Countries ignoring these two initiatives face serious internal and external
consequences, such as higher costs of doing business and of banking
transactions, as well as de-risking, where entities exit certain relationships
as they are unable to manage potential AML/CFT risks involved.
Despite the challenges, developing countries can make
significant progress in curbing money laundering and terror financing. Mongolia
provides an example of what works. In October 2019, the country was placed on
the “grey list” by the Financial Action Task Force, a global money laundering
and terrorist financing watchdog group. Being on this list means that there are
strategic deficiencies in the country’s regimes to counter money laundering,
terrorist financing, and proliferation financing that need to be addressed.
Within 12 months, Mongolia was off the list. This was
extraordinarily quick for a developing country to undertake the reforms and
actions needed to get off the grey list, particularly amid a pandemic.
Combating money laundering and terror financing is extremely
complicated, requiring international expertise across a wide range of
government and private sector activities. Working with development partners who
have expertise in this area is key to an informed response. Mongolia leaned
into their network of experts to develop an effective strategy.

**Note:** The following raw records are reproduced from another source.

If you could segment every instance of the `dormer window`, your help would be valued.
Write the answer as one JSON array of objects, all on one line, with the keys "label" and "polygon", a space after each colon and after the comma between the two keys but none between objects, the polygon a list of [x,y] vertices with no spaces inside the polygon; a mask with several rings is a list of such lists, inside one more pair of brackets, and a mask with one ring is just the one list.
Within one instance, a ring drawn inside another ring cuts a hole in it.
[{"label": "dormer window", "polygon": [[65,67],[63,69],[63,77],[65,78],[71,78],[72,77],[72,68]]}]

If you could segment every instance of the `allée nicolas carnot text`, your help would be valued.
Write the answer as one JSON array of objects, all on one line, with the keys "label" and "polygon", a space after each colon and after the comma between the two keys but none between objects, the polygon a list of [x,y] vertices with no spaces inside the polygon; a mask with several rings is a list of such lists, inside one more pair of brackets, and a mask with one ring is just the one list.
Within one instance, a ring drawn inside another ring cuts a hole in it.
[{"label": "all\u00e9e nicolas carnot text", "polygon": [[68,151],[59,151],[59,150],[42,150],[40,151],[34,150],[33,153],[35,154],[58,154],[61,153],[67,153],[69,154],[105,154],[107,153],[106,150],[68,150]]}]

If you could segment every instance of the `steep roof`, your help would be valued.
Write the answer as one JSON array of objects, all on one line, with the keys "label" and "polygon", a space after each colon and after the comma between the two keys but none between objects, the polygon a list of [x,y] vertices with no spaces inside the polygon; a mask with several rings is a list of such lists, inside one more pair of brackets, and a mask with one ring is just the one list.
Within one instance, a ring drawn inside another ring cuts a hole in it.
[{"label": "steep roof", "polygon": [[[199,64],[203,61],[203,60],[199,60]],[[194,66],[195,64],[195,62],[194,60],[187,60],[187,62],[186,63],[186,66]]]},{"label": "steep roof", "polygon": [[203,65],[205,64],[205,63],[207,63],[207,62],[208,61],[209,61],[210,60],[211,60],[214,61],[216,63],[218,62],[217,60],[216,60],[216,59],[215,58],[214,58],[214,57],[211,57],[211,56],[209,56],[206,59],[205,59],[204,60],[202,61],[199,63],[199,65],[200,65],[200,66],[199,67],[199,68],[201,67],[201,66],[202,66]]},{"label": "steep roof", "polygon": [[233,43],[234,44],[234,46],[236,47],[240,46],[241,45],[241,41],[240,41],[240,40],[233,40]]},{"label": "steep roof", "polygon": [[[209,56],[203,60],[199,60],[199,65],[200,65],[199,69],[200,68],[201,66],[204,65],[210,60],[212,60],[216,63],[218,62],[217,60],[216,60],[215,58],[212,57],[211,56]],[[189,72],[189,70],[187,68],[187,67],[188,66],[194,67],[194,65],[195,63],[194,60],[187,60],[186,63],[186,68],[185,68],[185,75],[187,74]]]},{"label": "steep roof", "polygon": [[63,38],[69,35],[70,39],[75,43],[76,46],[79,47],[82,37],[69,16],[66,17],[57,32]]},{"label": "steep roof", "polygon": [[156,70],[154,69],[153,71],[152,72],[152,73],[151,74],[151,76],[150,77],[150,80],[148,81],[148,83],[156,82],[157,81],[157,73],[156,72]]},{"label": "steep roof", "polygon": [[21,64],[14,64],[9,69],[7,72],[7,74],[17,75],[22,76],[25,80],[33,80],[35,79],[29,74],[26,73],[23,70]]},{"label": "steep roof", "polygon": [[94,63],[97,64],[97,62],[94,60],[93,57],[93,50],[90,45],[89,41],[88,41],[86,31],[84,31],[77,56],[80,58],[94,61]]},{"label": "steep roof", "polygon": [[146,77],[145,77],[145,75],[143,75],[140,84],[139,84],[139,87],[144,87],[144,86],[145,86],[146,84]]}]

Mongolia worked with development partners and donor nations
to develop a plan that was in line with its action plan under the International
Co-operation Review Group, an initiative of the Financial Action Task Force
that works with countries at high risk of being compromised by money laundering
and terror financing. These are some of the world’s top experts in the
area.
They also brought together private sector professionals from
various sectors, such as real estate agents, accountants, dealers in precious
stones and metals, lawyers and notaries, to cooperate with training and adhere
to new reporting requirements.
Mongolia’s leaders brought to the task a focus on
cooperation, political will, and a willingness to adapt and learn new
procedures. This leadership allowed Mongolia’s government agencies to
concentrate on the changes needed for maximum results at the fastest possible
time by efficiently utilizing resources.
With clear, pre-determined goals to conserve time and
resources, and the Ministry of Finance taking ownership of and responsibility
for the response they were able to get multiple agencies moving quickly in the
same direction.
Some developing countries make the mistake of waiting until
they are pressured by the international community to address money laundering.
Mongolia did not take this path. When there were indications that it would be
put on the grey list, the country’s leaders immediately undertook actions to
begin studying and addressing the issue.
By the time Mongolia was placed on the grey list, the
country’s central bank and financial regulatory commission were already
addressing its anti-money laundering and terror financing deficiencies. Because
of this proactive work, instead of the expected 20 or so issues to be pointed
out by the International Co-operation Review Group, Mongolia only had to
address six key items.
Mongolia’s experience provides important lessons for other
countries facing similar issues with money laundering and terror financing. For
one, participation in international agreements and covenants are important but
lasting change can only happen when reforms benefit a country’s citizenry.
Anti-money laundering efforts should not be seen as
arbitrary new bureaucratic procedures being imposed from outside the country.
These changes decrease corruption, increase transparency in extractive
industries such as mining, strengthen the rule of law, improve the operation of
government, and improve the lives of the public in myriad other ways.
It is important to communicate these benefits to the public because people are more likely to support reforms when they understand them. And when it comes to the expertise needed, development partners have sent a clear message to developing countries: You can rely on us. We have your back.